According to sources close to his family, the Afghan asylum seeker ended his life after his application for refugee status was rejected by the US government.
When questioned about the incident, the IGP confirmed the report. However, he said the deceased’s family did not inform the local police about the incident, and the police gathered information independently.
SP (Rural Zone) Hussain Tahir confirmed the report, saying that 19-year-old journalist, Sami, was residing on the sixth floor of Samama Apartments along with his brother and other family members. Sami was born on April 10, 2003 in Badakshan, Afghanistan. He entered Pakistan on November 3, 2022, January 7, 2023 and May 25, 2023, on his last trip.
Sami, who had a P1 referral case to the US, had been waiting for years for his case to be processed. He had hoped to seek asylum in the United States but faced a two-year wait. The reason cited for his suicide was the rejection of his asylum request by the United States.

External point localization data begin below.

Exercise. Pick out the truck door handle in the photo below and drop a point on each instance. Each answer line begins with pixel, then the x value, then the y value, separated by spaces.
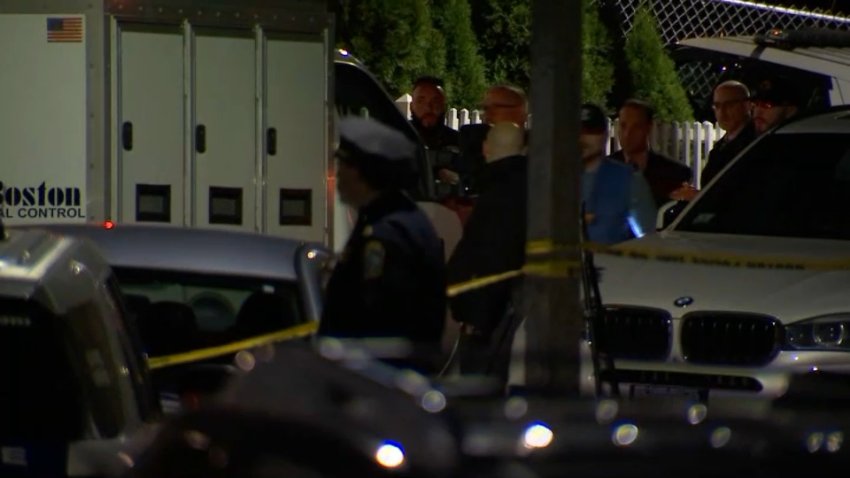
pixel 201 138
pixel 271 141
pixel 127 136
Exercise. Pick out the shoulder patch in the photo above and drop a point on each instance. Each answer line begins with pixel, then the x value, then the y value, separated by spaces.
pixel 374 255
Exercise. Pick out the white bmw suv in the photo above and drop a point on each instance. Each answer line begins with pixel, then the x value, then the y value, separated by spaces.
pixel 750 283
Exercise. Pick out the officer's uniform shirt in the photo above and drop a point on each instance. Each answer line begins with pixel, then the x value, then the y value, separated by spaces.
pixel 390 280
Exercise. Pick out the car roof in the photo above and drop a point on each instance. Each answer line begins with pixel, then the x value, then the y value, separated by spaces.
pixel 832 61
pixel 203 251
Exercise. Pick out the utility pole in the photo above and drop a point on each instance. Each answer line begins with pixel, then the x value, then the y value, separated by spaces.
pixel 551 294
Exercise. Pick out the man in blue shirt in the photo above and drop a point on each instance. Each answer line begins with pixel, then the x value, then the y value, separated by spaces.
pixel 617 200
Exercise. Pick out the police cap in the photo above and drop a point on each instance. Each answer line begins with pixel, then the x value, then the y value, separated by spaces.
pixel 383 156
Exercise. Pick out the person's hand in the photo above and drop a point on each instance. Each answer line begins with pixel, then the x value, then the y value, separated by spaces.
pixel 448 176
pixel 686 192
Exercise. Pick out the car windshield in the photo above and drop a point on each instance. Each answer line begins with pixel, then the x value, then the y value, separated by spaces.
pixel 179 311
pixel 787 185
pixel 35 371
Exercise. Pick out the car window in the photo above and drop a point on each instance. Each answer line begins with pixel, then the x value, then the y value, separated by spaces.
pixel 178 311
pixel 787 185
pixel 41 394
pixel 103 366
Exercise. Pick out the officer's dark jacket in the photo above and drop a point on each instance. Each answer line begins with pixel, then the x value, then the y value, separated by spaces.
pixel 664 175
pixel 493 242
pixel 390 281
pixel 725 151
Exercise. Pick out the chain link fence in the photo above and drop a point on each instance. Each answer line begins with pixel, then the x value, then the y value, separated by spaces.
pixel 680 19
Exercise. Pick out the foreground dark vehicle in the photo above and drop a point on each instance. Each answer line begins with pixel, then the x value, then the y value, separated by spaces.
pixel 340 414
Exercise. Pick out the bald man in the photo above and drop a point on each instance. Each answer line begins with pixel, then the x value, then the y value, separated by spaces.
pixel 493 242
pixel 731 104
pixel 501 104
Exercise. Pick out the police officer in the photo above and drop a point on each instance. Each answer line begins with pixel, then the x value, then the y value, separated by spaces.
pixel 390 280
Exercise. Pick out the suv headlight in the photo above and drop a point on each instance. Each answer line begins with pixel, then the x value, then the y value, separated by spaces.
pixel 830 332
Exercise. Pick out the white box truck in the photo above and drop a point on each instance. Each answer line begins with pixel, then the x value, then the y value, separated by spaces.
pixel 213 113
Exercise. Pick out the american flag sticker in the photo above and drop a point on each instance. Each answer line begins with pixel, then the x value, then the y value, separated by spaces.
pixel 64 29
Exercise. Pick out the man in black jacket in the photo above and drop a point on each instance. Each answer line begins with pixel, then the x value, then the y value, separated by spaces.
pixel 493 242
pixel 390 280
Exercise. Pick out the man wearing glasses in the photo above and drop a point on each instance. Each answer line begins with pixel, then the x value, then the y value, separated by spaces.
pixel 732 110
pixel 501 104
pixel 775 101
pixel 731 104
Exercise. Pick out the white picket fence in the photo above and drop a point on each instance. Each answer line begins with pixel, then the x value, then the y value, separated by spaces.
pixel 688 142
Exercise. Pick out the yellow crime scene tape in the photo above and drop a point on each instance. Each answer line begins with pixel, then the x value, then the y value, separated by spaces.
pixel 549 268
pixel 296 332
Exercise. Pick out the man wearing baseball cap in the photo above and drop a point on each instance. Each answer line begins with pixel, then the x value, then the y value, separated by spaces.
pixel 775 100
pixel 617 200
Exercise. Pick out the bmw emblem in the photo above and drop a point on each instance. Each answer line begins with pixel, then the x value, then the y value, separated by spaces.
pixel 683 301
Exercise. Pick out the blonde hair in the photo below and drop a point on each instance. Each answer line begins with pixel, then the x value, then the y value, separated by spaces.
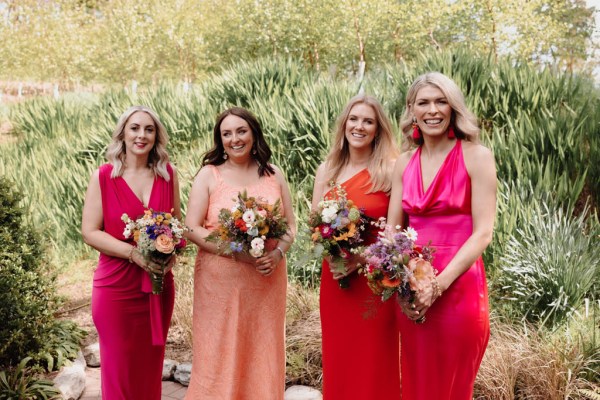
pixel 383 147
pixel 158 158
pixel 464 121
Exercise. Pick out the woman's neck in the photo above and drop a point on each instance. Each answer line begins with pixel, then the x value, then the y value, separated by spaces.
pixel 433 146
pixel 359 158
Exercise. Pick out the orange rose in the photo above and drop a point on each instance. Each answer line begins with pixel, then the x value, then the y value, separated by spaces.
pixel 164 244
pixel 422 273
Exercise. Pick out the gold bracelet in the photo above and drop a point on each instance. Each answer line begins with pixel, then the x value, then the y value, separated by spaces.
pixel 131 255
pixel 437 291
pixel 280 251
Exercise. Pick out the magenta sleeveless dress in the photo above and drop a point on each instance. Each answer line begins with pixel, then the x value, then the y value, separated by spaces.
pixel 440 358
pixel 239 315
pixel 132 323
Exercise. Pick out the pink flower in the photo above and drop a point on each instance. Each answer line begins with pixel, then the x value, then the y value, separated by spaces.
pixel 326 231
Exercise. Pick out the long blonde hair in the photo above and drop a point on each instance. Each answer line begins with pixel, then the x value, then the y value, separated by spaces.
pixel 464 121
pixel 384 148
pixel 158 158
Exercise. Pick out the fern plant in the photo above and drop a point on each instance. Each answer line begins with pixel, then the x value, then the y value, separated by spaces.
pixel 23 384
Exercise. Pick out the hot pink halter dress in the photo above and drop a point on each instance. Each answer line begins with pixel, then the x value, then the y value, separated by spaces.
pixel 440 358
pixel 132 323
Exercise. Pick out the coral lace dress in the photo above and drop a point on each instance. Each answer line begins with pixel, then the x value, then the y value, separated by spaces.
pixel 440 358
pixel 239 316
pixel 360 336
pixel 132 323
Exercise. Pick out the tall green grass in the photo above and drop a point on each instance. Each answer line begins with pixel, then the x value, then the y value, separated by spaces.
pixel 542 126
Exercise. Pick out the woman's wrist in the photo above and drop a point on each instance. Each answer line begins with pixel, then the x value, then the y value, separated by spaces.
pixel 281 252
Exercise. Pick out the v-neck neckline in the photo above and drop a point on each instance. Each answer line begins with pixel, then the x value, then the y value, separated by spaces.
pixel 436 176
pixel 353 176
pixel 135 195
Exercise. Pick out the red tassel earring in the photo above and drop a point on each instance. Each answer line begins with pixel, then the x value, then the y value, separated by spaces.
pixel 451 134
pixel 416 132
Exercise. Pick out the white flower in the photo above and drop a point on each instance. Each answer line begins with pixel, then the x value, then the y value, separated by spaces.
pixel 329 214
pixel 257 243
pixel 248 217
pixel 410 233
pixel 256 252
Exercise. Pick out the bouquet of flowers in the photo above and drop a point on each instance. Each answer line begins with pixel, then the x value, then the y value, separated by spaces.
pixel 337 228
pixel 248 225
pixel 396 265
pixel 157 235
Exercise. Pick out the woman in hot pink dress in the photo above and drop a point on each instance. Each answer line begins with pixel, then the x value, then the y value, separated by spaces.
pixel 446 190
pixel 132 323
pixel 239 301
pixel 360 338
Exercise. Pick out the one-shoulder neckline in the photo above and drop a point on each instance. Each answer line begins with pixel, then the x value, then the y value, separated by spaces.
pixel 437 174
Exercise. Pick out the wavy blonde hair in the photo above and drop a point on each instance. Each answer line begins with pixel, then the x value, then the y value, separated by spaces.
pixel 464 121
pixel 158 157
pixel 383 147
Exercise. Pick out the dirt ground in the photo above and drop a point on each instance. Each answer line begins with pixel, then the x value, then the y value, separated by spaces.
pixel 76 289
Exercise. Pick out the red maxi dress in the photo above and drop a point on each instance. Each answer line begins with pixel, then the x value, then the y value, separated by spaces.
pixel 440 358
pixel 132 323
pixel 360 336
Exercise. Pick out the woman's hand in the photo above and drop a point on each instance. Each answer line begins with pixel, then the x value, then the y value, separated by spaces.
pixel 423 299
pixel 266 264
pixel 354 262
pixel 147 265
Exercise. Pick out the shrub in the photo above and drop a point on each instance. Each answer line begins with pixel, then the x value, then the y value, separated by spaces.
pixel 551 264
pixel 26 290
pixel 21 383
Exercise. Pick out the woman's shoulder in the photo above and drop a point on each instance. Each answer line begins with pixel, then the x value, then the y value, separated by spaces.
pixel 476 151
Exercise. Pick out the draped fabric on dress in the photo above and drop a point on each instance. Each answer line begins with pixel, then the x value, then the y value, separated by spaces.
pixel 440 358
pixel 132 323
pixel 239 316
pixel 360 337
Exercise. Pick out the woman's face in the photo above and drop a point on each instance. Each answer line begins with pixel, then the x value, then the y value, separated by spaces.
pixel 361 126
pixel 432 111
pixel 237 137
pixel 139 134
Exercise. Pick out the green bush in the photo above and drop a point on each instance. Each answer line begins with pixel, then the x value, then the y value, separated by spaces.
pixel 22 383
pixel 551 264
pixel 26 290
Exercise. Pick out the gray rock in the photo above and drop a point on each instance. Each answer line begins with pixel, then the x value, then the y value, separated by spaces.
pixel 183 373
pixel 71 379
pixel 169 367
pixel 92 355
pixel 299 392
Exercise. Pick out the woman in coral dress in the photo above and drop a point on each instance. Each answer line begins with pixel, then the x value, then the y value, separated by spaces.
pixel 239 302
pixel 132 323
pixel 360 338
pixel 446 190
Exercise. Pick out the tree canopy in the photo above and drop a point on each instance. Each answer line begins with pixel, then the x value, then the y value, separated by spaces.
pixel 116 41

Earlier in April 2023, Samiullah Jahesh, another journalist, said he was ready to sell his kidney to provide for his family after being unemployed for over a year after fleeing Afghanistan for Pakistan.
After the Taliban took control of the country in 2021, driving hundreds of thousands of Afghans from their homes, many journalists, including Jahesh, sought refuge abroad.
While some managed to find safety in Europe or the United States, those who remained in Pakistan are now facing increasingly dire conditions. Their visas are nearing expiry and the slow relocation process to a third country has left them unable to secure employment.
Meanwhile, Afrasiab Khattak, a former senator, took to Twitter and addressed the United Nations and the Pakistani government, questioning why these displaced Afghans, who fled their country due to the collapse of former government and ensuing humanitarian crisis, were not being recognised as refugees by the United Nations High Commissioner for Refugees (UNHCR) and the Government of Pakistan.
In late 2021, the Pakistan Federal Union of Journalists (PFUJ) contacted the Committee for Journalist Protection (CPJ) on the situation faced by journalists trapped in Afghanistan during the Taliban rule.
As a result, a committee consisting of senior journalists from the PFUJ was formed, and a memorandum of understanding (MoU) was signed between the National Press Club (NPC) and CPJ.
Consequently, several journalists and their families were relocated to the United States after being granted asylum.
The PFUJ later established a three-member committee called the Pak-Afghan International Forum (PAIF), which comprised senior journalists with expertise in Afghan affairs and the challenges faced by journalists in Afghanistan.
Attempts to obtain response from the Ministry of Foreign Affairs (MOFA) and the International Organisation for Migration (IOM) were unsuccessful.